I’m sorry. About all of it. There’s no good way out of it besides the usual suspects. Therapy, meds. Even then they aren’t guaranteed to work. Living with it is never going to be easy. Sometimes it takes a small push and sinetimes it takes everything you got to keep your head above water. I hope whatever it is you need, you find.
I don’t think you need to put that on yourself. The weight of being a role model for your sisters. I’m sure they look up to you, but you should also look out for yourself and your health. I’m sure they will understand.
Hope things get better.
Thank you for posting this. I relate a lot to it, and it is nice to know I am not alone. Hope things get better for you.

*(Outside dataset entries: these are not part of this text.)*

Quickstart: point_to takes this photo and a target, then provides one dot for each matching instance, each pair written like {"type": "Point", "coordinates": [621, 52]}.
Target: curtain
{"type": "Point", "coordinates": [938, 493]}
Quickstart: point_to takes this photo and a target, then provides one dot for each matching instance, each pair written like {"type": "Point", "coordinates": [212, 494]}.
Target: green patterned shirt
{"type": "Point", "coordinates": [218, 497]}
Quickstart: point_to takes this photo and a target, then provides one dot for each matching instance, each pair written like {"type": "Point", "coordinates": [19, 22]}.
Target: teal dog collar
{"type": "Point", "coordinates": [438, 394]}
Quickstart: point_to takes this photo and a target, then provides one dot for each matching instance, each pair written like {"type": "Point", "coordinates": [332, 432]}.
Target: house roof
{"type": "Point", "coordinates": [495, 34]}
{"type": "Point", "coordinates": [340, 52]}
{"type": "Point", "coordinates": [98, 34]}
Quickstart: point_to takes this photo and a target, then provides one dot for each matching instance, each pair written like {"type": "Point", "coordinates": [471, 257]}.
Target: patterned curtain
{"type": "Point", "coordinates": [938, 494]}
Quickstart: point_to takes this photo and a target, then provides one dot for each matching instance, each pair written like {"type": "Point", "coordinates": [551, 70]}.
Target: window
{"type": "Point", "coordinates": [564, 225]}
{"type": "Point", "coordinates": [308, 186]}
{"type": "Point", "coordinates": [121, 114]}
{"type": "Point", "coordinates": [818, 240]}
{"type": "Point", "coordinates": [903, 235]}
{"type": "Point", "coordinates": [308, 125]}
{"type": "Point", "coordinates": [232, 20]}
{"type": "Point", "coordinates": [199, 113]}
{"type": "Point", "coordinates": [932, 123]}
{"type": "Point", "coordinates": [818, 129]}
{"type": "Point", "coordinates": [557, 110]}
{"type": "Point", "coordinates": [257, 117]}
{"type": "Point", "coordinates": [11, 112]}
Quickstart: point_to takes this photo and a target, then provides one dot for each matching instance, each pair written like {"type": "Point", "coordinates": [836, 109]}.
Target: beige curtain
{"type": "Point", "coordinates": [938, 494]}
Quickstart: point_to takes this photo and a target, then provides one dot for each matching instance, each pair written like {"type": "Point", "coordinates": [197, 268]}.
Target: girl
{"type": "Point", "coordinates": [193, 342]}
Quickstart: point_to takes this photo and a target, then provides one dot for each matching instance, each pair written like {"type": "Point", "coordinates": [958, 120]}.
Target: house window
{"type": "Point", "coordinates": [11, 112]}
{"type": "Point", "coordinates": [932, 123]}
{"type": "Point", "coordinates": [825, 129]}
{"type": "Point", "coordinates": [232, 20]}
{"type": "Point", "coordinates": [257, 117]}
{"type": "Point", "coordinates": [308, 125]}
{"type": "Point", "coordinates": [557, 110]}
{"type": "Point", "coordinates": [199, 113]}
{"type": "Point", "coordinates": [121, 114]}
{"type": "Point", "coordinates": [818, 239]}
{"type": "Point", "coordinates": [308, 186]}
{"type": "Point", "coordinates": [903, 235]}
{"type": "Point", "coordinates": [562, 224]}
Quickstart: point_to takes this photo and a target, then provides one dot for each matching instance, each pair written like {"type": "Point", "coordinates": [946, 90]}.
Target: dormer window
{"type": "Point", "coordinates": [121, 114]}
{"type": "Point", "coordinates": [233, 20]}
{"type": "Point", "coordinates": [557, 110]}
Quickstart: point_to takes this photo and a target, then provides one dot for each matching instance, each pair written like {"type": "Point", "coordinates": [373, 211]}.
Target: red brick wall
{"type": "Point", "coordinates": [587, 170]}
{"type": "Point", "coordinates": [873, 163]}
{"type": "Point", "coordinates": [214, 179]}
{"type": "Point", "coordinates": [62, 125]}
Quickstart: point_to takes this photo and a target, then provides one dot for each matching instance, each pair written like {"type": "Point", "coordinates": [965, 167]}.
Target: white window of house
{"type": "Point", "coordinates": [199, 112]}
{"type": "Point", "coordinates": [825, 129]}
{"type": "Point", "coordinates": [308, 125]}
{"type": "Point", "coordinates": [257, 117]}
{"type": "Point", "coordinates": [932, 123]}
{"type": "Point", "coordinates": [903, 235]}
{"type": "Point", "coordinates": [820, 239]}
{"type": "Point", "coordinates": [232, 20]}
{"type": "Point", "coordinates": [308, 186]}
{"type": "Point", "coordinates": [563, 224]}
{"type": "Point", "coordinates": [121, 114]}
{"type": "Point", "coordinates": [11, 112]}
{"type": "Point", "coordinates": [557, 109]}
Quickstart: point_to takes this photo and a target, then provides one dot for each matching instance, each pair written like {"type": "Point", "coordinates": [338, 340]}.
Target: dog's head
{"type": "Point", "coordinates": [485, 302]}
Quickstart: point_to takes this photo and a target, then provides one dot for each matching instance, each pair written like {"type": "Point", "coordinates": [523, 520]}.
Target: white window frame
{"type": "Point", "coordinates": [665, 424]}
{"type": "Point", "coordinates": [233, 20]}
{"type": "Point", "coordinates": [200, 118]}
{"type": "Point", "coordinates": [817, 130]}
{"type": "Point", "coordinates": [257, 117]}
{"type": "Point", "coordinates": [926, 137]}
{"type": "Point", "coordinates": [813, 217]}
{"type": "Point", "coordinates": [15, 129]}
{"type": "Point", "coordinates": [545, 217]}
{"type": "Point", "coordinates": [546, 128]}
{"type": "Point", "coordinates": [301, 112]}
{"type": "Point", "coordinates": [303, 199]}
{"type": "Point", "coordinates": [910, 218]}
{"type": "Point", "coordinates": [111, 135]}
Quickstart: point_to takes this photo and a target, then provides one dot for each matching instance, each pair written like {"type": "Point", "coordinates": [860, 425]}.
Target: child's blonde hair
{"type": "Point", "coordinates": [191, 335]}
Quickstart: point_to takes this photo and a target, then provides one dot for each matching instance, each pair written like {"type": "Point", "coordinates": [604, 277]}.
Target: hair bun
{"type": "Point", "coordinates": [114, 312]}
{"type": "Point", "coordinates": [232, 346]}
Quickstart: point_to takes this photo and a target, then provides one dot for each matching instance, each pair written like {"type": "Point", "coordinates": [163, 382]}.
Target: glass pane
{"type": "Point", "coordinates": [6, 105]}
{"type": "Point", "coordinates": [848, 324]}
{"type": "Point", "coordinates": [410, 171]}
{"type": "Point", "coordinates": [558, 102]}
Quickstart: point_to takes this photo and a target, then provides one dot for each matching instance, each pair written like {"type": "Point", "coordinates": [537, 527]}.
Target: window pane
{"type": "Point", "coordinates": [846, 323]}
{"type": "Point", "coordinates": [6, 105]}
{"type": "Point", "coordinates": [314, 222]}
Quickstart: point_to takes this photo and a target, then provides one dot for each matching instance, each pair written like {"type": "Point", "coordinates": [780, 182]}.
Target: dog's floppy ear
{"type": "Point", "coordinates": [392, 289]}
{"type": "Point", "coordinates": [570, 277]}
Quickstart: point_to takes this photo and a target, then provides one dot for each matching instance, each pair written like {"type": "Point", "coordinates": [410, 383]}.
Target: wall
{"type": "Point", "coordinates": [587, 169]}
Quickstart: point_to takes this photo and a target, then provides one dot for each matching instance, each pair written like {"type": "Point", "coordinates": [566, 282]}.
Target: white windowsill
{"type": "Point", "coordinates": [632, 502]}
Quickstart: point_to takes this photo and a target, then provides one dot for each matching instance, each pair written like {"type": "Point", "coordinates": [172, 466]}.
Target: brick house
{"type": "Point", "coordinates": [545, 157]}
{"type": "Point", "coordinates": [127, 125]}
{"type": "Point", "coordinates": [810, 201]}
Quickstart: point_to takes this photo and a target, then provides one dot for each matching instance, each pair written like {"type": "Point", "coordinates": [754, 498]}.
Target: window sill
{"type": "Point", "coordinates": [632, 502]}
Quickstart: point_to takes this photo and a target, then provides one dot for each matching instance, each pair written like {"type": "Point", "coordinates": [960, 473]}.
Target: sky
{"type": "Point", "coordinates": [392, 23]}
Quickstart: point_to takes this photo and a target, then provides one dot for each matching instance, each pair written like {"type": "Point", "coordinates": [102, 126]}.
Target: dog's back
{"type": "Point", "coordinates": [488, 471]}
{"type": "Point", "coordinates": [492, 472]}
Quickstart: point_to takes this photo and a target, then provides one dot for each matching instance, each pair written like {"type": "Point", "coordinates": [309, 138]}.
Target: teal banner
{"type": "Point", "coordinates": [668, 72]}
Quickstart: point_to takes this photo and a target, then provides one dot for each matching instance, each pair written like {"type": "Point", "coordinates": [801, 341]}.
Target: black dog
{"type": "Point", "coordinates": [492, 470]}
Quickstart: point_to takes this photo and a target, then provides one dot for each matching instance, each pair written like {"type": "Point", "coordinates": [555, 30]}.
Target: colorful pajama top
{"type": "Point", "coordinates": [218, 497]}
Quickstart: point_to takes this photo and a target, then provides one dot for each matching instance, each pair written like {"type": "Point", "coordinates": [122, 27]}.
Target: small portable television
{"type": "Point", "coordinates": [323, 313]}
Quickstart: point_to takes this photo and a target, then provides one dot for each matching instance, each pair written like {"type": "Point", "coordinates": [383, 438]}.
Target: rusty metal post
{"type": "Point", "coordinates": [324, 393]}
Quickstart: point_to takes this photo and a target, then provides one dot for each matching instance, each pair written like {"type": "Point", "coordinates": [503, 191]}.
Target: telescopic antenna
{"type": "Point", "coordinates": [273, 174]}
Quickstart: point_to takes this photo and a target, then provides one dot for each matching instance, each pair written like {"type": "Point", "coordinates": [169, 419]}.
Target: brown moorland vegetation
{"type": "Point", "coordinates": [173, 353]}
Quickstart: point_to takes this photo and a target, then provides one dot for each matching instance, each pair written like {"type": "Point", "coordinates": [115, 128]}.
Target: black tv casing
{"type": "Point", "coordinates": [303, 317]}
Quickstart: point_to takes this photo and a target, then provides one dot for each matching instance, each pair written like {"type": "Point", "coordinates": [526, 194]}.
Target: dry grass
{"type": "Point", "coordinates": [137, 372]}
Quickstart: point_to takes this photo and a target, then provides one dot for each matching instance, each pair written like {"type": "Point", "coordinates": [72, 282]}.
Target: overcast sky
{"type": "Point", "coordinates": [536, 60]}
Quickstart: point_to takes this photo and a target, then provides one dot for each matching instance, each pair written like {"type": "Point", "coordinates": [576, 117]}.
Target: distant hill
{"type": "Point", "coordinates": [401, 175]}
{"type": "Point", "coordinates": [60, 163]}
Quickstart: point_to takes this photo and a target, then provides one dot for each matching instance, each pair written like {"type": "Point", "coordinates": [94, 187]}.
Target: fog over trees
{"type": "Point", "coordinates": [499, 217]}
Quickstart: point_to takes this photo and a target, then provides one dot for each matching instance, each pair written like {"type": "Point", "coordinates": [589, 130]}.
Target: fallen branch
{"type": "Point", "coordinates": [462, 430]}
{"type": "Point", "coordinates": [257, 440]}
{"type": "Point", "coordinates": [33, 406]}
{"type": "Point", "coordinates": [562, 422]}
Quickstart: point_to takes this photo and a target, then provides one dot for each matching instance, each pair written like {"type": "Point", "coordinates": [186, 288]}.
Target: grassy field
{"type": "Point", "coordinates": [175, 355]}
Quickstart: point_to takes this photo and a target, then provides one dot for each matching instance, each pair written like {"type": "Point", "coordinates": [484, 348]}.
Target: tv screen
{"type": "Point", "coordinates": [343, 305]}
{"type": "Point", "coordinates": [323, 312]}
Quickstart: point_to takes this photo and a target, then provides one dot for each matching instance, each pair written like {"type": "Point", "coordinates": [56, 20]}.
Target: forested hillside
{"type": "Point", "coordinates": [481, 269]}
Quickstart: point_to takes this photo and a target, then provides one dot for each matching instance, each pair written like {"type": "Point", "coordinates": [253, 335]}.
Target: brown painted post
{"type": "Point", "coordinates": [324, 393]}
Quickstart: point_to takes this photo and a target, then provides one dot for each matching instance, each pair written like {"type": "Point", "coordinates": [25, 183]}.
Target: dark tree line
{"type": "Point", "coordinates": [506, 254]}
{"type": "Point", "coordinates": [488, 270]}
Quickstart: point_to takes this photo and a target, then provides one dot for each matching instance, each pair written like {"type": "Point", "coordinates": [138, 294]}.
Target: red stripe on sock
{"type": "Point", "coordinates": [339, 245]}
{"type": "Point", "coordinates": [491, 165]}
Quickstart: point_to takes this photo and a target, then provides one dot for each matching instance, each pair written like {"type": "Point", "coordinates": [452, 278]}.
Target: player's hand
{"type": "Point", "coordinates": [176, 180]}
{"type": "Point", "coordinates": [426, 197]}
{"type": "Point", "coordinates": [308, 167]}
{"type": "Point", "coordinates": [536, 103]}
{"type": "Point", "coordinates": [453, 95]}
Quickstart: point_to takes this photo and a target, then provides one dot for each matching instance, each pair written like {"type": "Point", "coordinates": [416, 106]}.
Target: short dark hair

I really like your picture! Good use of negative space to create flow, your cross hatching has a clear gradient, interesting use of stipling for the bulbous objects underneath the figure. To me, it has very pensive sort of feel to it, the contemplation in the aftermath of something. It fits your post!
You are a talented artist, and I encourage you to keep at it while you’re still around with us and alive.